The Women’s Swim team, led by Head Coach Scott Whitbeck who has held the position for three years, has many of the same swimmers from last season, minus four who graduated, and the addition of seven first-years. Whitbeck said this year, the team is better than ever, and it could potentially be “one of the best that we’ve ever had at this college.”
Along with the new and improved lineup, Whitbeck has changed the way the team practices and added more dry land training. He said the team has transitioned from a three day a week lifting program to a four day a week program where the team spends two days a week in the weight room and two days doing dry land techniques.
“You can do a lot of bench presses and biceps in the weight room, but will that necessarily make you a better swimmer? I’m really trying to use motions and things, to help develop muscles that will help them specifically for swimming,” said Whitbeck.
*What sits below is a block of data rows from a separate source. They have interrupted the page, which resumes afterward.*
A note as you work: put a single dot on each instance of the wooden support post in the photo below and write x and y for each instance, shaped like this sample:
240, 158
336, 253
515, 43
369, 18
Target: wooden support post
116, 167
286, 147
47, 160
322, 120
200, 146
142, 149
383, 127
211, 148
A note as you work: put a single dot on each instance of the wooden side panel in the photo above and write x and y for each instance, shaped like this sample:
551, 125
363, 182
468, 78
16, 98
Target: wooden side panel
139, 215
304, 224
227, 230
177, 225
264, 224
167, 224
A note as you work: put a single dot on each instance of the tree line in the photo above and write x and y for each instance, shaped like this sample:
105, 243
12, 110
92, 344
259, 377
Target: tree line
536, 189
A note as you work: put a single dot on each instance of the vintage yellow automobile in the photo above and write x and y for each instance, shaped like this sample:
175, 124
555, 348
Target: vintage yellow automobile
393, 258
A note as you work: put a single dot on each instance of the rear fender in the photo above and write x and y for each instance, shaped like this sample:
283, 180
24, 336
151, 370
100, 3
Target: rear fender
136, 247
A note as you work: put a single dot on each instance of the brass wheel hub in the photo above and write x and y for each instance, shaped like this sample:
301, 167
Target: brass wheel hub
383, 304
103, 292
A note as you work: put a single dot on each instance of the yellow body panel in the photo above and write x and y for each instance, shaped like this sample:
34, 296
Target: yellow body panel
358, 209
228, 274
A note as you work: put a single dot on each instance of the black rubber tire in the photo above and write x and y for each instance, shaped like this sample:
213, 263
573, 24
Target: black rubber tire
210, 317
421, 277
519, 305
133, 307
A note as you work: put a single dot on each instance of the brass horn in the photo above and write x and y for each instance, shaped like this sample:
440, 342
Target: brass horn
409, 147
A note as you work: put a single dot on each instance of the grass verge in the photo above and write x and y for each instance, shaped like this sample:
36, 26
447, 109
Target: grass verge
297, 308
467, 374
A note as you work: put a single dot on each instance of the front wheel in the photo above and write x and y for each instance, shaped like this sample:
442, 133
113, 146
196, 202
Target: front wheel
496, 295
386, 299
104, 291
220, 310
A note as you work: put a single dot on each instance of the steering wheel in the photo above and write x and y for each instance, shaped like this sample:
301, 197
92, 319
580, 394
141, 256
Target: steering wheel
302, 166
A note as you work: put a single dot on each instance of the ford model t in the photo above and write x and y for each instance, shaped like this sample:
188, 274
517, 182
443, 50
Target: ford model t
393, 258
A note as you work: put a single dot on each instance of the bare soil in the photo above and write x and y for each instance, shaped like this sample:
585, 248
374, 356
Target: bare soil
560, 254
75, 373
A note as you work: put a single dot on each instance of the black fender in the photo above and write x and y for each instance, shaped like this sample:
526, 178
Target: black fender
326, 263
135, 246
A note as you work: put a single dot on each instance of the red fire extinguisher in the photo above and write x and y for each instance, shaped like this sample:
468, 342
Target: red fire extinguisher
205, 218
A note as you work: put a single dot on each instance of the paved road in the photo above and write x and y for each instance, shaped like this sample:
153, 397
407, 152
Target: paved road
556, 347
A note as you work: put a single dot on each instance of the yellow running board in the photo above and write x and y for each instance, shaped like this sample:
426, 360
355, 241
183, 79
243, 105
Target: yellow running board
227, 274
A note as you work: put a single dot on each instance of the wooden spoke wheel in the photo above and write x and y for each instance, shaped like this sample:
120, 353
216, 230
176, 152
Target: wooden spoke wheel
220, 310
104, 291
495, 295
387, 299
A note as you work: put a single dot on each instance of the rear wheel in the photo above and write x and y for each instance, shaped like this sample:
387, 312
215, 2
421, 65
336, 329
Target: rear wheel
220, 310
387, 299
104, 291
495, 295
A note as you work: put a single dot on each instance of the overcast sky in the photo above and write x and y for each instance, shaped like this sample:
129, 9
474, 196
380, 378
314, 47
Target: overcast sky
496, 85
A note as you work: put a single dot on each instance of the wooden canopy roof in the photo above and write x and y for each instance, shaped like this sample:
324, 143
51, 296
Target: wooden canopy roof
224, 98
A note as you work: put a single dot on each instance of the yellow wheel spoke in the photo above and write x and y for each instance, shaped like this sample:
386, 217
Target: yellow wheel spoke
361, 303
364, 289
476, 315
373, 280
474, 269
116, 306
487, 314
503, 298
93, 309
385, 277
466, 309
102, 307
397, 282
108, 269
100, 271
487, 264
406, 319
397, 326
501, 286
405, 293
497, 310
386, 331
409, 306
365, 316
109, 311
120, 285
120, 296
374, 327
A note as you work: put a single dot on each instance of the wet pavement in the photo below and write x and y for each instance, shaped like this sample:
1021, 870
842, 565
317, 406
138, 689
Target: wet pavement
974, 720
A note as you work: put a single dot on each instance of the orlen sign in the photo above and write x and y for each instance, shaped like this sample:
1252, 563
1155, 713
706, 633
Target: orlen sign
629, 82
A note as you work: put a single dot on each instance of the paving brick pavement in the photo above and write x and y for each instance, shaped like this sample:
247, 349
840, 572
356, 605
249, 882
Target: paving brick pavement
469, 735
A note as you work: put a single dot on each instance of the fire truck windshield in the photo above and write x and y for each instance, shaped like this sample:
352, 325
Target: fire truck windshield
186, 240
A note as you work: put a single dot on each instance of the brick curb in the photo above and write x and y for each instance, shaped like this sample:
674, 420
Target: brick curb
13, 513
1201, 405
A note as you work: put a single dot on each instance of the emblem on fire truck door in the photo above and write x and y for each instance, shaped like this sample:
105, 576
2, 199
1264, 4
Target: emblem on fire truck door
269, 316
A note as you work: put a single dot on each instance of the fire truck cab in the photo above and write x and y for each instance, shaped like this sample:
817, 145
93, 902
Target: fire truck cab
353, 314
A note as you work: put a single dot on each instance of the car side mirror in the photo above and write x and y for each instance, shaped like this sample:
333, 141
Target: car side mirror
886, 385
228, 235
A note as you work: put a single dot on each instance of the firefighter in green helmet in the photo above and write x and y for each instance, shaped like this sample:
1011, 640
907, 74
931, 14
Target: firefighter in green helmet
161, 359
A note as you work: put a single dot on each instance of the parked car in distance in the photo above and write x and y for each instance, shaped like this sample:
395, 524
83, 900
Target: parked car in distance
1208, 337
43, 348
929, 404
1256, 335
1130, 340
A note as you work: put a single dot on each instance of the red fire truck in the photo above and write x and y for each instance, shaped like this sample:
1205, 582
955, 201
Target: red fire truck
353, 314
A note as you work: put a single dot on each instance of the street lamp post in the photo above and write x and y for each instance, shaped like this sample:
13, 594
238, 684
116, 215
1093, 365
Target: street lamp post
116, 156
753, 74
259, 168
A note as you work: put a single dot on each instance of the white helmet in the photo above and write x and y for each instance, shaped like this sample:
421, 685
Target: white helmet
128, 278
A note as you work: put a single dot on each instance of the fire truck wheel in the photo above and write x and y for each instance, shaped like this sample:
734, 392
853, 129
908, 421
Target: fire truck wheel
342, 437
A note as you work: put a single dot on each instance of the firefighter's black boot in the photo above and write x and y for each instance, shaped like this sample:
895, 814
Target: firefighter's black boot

This new style of practicing, while tougher, has been met with positive results and reactions from the team. Fourth-year sociology major and swim team co-captain Allison Wells, thinks the new training regimen has made the future of the team all the more bright.
“It’s more intense but I really think it’s going to pay off at the end of the season when we head to Buffalo for championships,” said Wells.
The team, according to Whitbeck, is formidable from any angle, with talented swimmers filling every position. Whitbeck said that with such a well-rounded team, the goal is to live up to that potential during the season, and improve every day.
With new teammates, it’s hard for any team to get things in order and get over the awkward assimilation stage. However, according to swimmer Becky Baker, a fourth-year psychology major, the new girls have been embraced by the whole team. Baker said the new swimmers have also adjusted to the unique form of practicing as well. Baker also highlights the close relationship between herself and all of the other girls, as one contributing factor to the team’s success.
The hope of every swimmer is to drop their times and stay fast so that they can continue accumulating wins and breaking records, Baker said. With such a positive outlook and well defined lineup, triumph can only be expected of the Lady Hawks and Whitbeck seems to agree.
“We’re training harder than we ever had,” said Whitbeck. “I’m happy with where we are.”